Vajrasattva-Akshobhya, l’ « Immuable », et sa parèdre

Monde himalayen
Tibet méridional, première moitié du 13ème siècle
59,60 x 51,30 cm
Détrempe sur toile
Légende

Photo (C) RMN-Grand Palais (MNAAG, Paris) / Thierry Ollivier

Titre de l'alerte œuvre non exposée actuellement

Les différents courants du bouddhisme tantrique placent au sommet de leur panthéon une catégorie d’entités spirituelles représentant l’essence suprême de l’enseignement bouddhique. Vajrasattva "l’Être adamantin", c’est-à-dire "Celui dont l’essence est le diamant", est l’une d’entre elles.
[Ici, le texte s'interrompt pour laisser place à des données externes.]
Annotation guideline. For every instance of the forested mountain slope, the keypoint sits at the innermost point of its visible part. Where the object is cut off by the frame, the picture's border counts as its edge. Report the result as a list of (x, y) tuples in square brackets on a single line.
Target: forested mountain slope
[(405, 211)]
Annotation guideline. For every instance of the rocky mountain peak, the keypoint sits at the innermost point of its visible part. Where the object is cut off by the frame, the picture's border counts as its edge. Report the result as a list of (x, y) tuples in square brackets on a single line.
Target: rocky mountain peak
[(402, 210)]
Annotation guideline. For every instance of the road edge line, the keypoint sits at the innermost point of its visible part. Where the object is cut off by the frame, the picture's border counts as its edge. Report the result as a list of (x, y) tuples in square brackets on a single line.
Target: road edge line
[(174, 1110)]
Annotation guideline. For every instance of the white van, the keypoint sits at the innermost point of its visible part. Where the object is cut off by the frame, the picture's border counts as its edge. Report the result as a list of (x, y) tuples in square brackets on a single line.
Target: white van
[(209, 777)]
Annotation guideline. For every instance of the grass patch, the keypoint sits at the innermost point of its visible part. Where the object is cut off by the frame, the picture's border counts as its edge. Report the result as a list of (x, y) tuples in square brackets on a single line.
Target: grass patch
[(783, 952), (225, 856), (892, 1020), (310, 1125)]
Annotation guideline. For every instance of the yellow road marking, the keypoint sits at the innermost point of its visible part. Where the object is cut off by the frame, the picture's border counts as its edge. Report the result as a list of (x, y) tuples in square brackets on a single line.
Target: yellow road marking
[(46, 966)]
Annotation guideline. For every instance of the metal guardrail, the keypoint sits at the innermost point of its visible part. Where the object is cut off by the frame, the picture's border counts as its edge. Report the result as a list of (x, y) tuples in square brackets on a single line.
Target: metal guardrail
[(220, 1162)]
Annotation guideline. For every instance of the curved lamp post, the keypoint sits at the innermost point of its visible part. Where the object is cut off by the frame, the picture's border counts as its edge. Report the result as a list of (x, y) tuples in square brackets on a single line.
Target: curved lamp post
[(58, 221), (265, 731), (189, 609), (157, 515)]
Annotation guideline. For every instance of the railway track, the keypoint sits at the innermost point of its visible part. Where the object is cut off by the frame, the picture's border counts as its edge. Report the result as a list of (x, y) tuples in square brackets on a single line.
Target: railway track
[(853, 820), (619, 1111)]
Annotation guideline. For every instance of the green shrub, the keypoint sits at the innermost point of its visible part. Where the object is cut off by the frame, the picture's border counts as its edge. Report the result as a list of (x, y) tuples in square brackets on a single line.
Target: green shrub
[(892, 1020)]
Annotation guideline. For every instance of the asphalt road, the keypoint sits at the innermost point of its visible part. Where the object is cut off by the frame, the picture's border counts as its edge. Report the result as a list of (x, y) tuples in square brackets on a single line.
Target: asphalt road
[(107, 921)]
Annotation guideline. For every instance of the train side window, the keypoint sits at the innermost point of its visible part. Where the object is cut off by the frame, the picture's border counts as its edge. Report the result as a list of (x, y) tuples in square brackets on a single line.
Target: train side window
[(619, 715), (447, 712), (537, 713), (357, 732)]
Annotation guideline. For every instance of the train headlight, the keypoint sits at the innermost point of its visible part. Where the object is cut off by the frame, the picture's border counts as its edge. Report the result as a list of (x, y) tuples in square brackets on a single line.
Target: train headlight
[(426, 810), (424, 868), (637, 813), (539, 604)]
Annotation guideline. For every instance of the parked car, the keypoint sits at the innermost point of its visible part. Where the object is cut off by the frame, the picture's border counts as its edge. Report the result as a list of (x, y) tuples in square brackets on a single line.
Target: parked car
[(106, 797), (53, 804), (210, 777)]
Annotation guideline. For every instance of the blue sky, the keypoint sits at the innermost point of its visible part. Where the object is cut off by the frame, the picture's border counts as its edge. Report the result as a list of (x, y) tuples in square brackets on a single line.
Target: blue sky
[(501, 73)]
Collectivement désignées sous l’appellation d’adibuddha, "Bouddha du commencement", ces déités peuvent être considérées comme la manifestation d’un Bouddha primordial, immanent et transcendant, duquel procède l’ensemble de la doctrine révélée en notre ère par le Bouddha historique Shakyamuni. Dans le monde tibéto-himalayen, Vajrasattva est plus spécifiquement perçu comme la personnification de la pureté fondamentale de l’esprit ; il incarne le principe même de l’Éveil. Dans le bouddhisme tibétain, ce principe d’Éveil se décompose en cinq familles de déités (en sanskrit kula) en lesquelles s’incarnent la nature essentiellement vide et lumineuse de toute chose. À la tête de ces cinq familles se trouvent cinq Bouddha transcendants, les vainqueurs (en sanskrit jina), siégeant aux points cardinaux de l’espace et au centre. Identifiables entre autres à leur couleur, au geste qu’ils effectuent, à l’attribut qui leur est associé, ces cinq jina peuvent être représentés seuls ou en compagnie de leur parèdre. Ils appuient le pratiquant dans sa lutte spirituelle contre les passions négatives (désir-attachement, jalousie, ignorance, colère, orgueil) afin de développer les qualités positives qui le conduiront à l’Éveil.


Dans cette peinture, la couleur bleue des deux figures principales invite à les reconnaître comme Akshobhya-Vajrasattva, le jina de l’Est – dont le bleu est précisément la couleur – en compagnie de sa parèdre, Mamaki ou Lochana. Entouré de huit bodhisattva, Akshobhya-Vajrasattva enlace de son bras gauche la taille de sa compagne, assise à son côté. Il tient en mains les deux objets les plus essentiels à sa fonction. Le vajra ("foudre-diamant") – symbole masculin représentant la nature indestructible de l’Éveil, mais aussi la Compassion – est figuré verticalement dans la paume de sa main droite ; la ghanta ("clochette"), symbole féminin de la Sagesse, est tenue dans sa main gauche, appuyée sur la cuisse au niveau de la taille. La déesse, quant à elle, tient également une clochette dans la main gauche et passe son bras autour du cou de son compagnon.


Cette peinture révèle la forte dette de l’art tibétain à l’égard du vocabulaire stylistique et iconographique de la dynastie bouddhiste des Pala, prospère au nord-est de l’Inde et dans l’actuel Bangladesh entre le 8e et le 12e siècle : lignes fluides et sinueuses des corps, par ailleurs fort peu réalistes dans leurs proportions, visages aux contours anguleux, palette contrastée où dominent les tonalités de bleu, de rouge, de jaune et de blanc, modelé obtenu par la juxtaposition de tonalités plus ou moins denses dans chaque gamme chromatique.


D’un point de vue typologique, cette peinture appartient à la catégorie des thangka. Ces œuvres, à la fois support de méditation et d’enseignement, jouent un rôle important lors des rituels. Traditionnellement peints sur toile de coton, parfois sur soie pour certaines pièces exceptionnelles, les thangka tibétains sont élaborés selon un cheminement complexe : de la réalisation du dessin, selon des règles iconométriques et iconographiques précises, à la mise en couleur au moyen de pigments essentiellement minéraux. Traditionnellement, la peinture est complétée par un montage consistant, pour les exemples les plus anciens, en deux bandes de textile de forme trapézoïdale, cousues en haut et en bas, puis munies de bâtons permettant d’assurer la planéité de l’œuvre lorsqu’elle est suspendue et exposée au regard du pratiquant ou facilitant son enroulement lorsqu’on ne s’en sert pas.